I am somewhat doubtful that this transition in attitude towards numbers proceeded quite so far in the seventeenth century as Professor Price seemed occasionally to imply.  Hooke, for one example, did not report the numbers from which he derived his law of elasticity; no concept of “significant figures” seems to have emerged in the experimental physical sciences before the nineteenth century.  But I cannot doubt that the change was in process and that it is very important.  At least in another sort of paper, it deserves detailed examination which I very much hope it will get.  Pending that examination, however, let me simply point out how very closely the development of the phenomena emphasized by Professor Price fits the pattern I have already sketched in describing the effects of seventeenth-century Baconianism.

In the first place, except perhaps in astronomy, the seventeenth-century change in attitude towards measurement looks very much like a response to the novelties of the methodological program of the “new philosophy.”  Those novelties were not, as has so often been supposed, consequences of the belief that observation and experiment were basic to science.  As Crombie has brilliantly shown, that belief and an accompanying methodological philosophy were highly developed during the Middle Ages. [66]  Instead, the novelties of method in the “new philosophy” included a belief that lots and lots of experiments would be necessary (the plea for natural histories) and an insistence that all experiments and observations be reported in full and naturalistic detail, preferably accompanied by the names and credentials of witnesses.  Both the increased frequency with which numbers were recorded and the decreased tendency to round them off are precisely congruent with those more general Baconian changes in the attitude towards experimentation at large.

Furthermore, whether or not its source lies in Baconianism, the effectiveness of the seventeenth-century’s new attitude towards numbers developed in very much the same way as the effectiveness of the other Baconian novelties discussed in my concluding section.  In dynamics, as Professor Koyré has repeatedly shown, the new attitude had almost no effect before the later eighteenth century.  The other two traditional sciences, astronomy and optics, were affected sooner by the change, but only in their most nearly traditional parts.

66. See particularly his Robert Grosseteste 1700 (Oxford, 1953). and the Origins of Experimental Science, 1100-1700 (Oxford, 1953).

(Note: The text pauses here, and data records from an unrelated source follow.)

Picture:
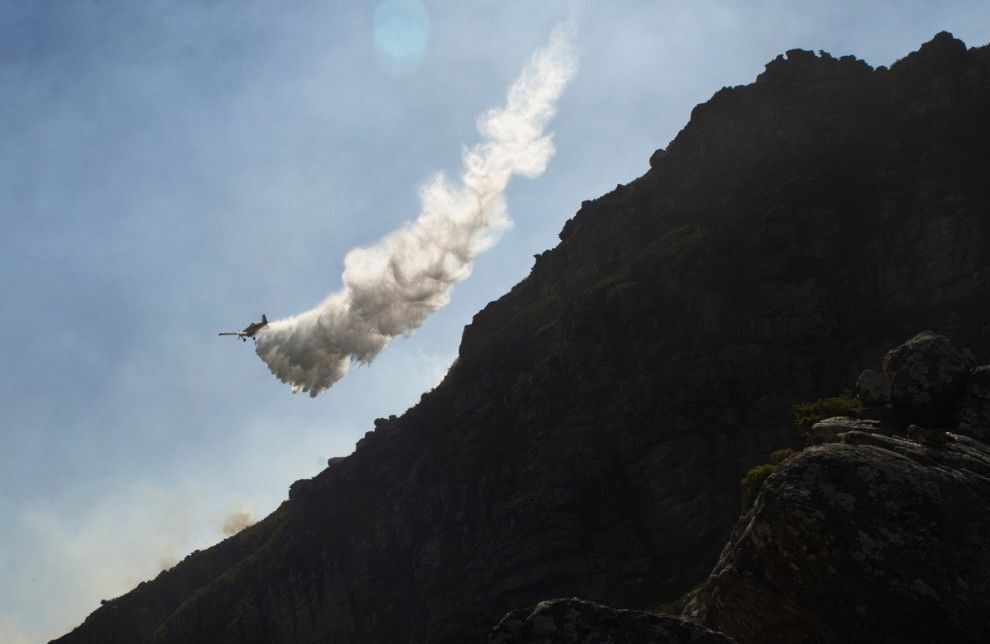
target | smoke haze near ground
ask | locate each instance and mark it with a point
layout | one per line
(235, 522)
(390, 288)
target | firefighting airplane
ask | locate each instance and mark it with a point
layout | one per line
(249, 330)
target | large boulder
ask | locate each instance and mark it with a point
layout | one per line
(575, 620)
(871, 539)
(826, 430)
(927, 374)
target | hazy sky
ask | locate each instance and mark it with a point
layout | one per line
(172, 169)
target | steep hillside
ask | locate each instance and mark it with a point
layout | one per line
(590, 438)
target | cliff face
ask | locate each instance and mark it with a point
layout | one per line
(591, 436)
(882, 533)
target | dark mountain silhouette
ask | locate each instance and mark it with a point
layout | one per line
(590, 438)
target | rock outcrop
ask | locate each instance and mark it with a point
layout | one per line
(873, 538)
(590, 438)
(881, 535)
(573, 620)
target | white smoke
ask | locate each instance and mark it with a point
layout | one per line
(236, 521)
(390, 288)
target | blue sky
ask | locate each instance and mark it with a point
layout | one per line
(169, 170)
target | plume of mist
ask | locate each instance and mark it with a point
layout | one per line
(235, 522)
(390, 288)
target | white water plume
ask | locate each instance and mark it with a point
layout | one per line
(390, 288)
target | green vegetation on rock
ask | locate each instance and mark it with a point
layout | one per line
(807, 414)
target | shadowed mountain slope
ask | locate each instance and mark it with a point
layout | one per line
(590, 438)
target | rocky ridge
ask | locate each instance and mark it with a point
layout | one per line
(880, 535)
(590, 438)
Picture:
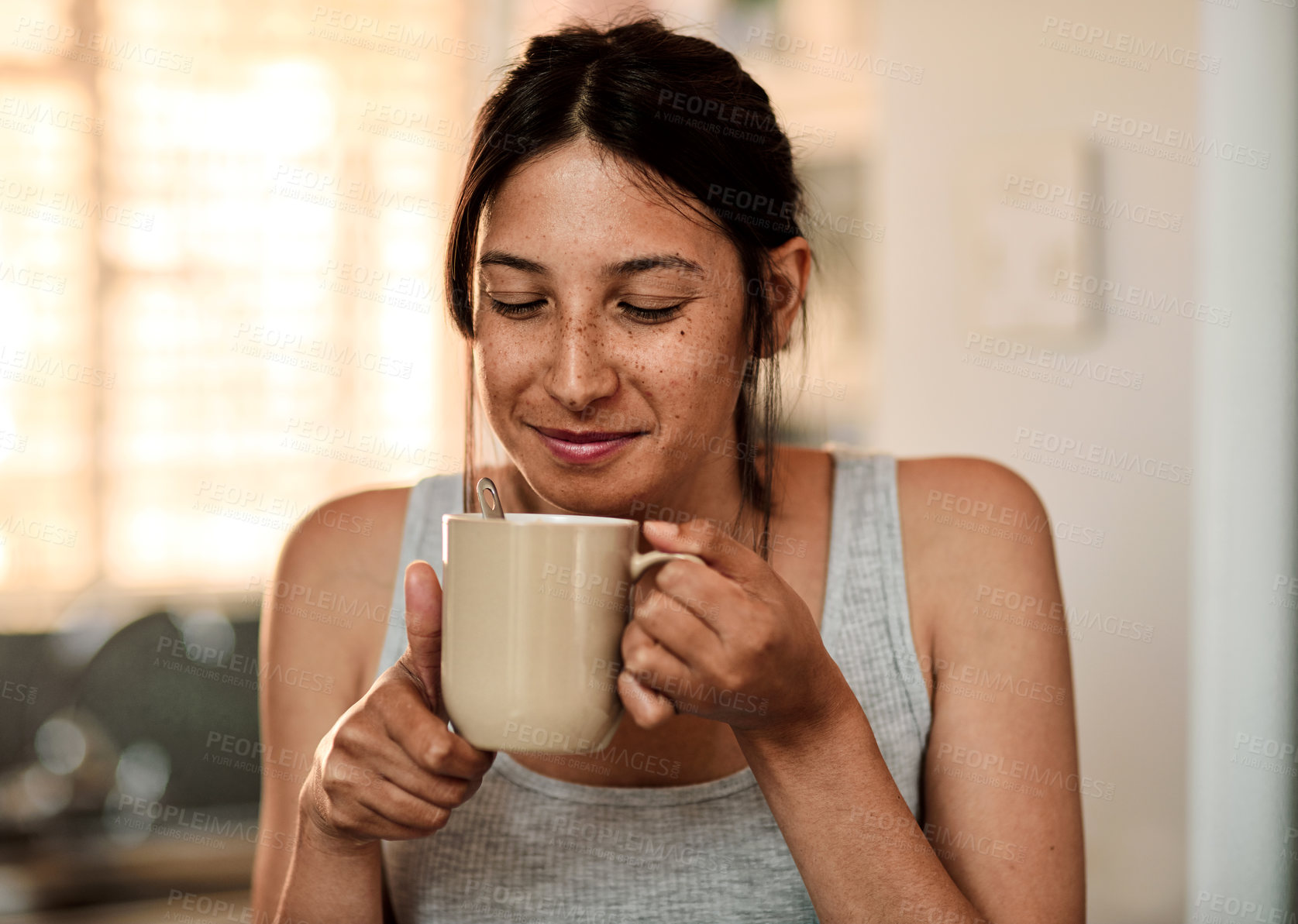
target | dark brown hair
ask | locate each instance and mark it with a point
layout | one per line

And the Baconian sciences, heat, electricity, chemistry, etc., scarcely begin to profit from the new attitude until after 1750.  Again it is in the work of Black, Lavoisier, Coulomb, and their contemporaries that the first truly significant effects of the change are seen.  And the full transformation of physical science due to that change is scarcely visible before the work of Ampere, Fourier, Ohm, and Kelvin.  Professor Price has, I think, isolated another very significant seventeenth-century novelty.  But like so many of the other novel attitudes displayed by the “new philosophy,” the significant effects of this new attitude towards measurement were scarcely manifested in the seventeenth century at all.